5.2. Les dossiers à traiter par le gouvernement dans les semaines à venir et les risques sociaux qui leurs sont liés ne devraient pas mobiliser les salariés des entreprises
Les dossiers chauds de l’heure (chercheurs, chômeurs, intermittents, hospitaliers, agents de l’EDF, etc.), à l’exception de la réforme et du financement de l’assurance maladie, concernent davantage des populations, syndicats et « acteurs sociaux » extérieurs que les salariés et structures syndicales des entreprises. Si bien que les « causes » des diverses catégories sociales concernées par ces conflits se sont avérées jusqu’ici peu mobilisatrices pour les salariés et syndicats des entreprises. Et rien n’indique que la situation doive évoluer à brève échéance.
5.3. Les restructurations, délocalisations et « plans sociaux », principale source de détérioration du climat et de conflits sociaux dans les entreprises
Dans la situation économique actuelle et le contexte nouveau créé par le résultat des élections régionales, alors que les partenaires sociaux abordent la dernière ligne droite de leur négociation sur les plans sociaux, - prélude à une nouvelle réforme législative du licenciement collectif -, les sources possibles de conflit dans les entreprises au cours des prochains mois devraient être le plus souvent internes à l’entreprise et concerner essentiellement les restructurations.
En clair, l’archétype de l’entreprise devant craindre une dégradation de son climat social, de ses relations syndicales ainsi que des conflits et des grèves, est celle qui, tout en étant bénéficiaire, lancerait un plan social visant à fermer tel ou tel de ses établissements pour le délocaliser dans un pays de l’Est ou du Tiers monde.
5.4. « L’action paie » : les réactions catégorielles confortées par les événements récents
Le résultat des élections est apparu comme un soutien apporté par les électeurs aux différents mouvements catégoriels en lutte contre tel ou tel projet ou décision du gouvernement. Avec pour conséquence la remise en causes de certaines décisions combattues. Ce qui tend à conforter, dans l’opinion militante et dans l’opinion tout court, le sentiment que « l’action paie ». Un état d’esprit qui pourrait conduire, y compris dans l’entreprise, certaines catégories à se lancer dans un conflit.
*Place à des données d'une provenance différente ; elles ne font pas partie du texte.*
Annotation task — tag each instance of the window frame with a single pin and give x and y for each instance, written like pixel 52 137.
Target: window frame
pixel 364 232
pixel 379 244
5.5. La CGT en forme pour appeler à l’unité syndicale dans les entreprises
Face à une CFDT secouée par les conséquences internes et externes de son accompagnement des réformes et à une organisation Force ouvrière en attente de ligne stratégique après l’élection d’un nouveau secrétaire général, la CGT apparaît en meilleure forme pour appeler à l’initiative et à l’unité syndicale dans les entreprises sur les salaires, les conditions de travail, les créations d’emploi, etc..
5.6. Les conflits sociaux ou sociétaux extérieurs davantage à craindre pour leurs nuisances potentielles aux entreprises
Parmi les dossiers qui attendent le gouvernement dans les prochains mois, figurent nombre de thèmes brûlants comme la privatisation d’EDF (cf. le discours de politique générale du Premier ministre le 05 avril), l’obligation européenne d’ouvrir à la concurrence la distribution du gaz, de l’électricité ou le transport ferroviaire, etc. Autant de sujets susceptibles de conduire à de fortes mobilisations et à des grèves pouvant affecter les entreprises dans leurs approvisionnements, leurs livraisons ou les déplacements de leur personnel.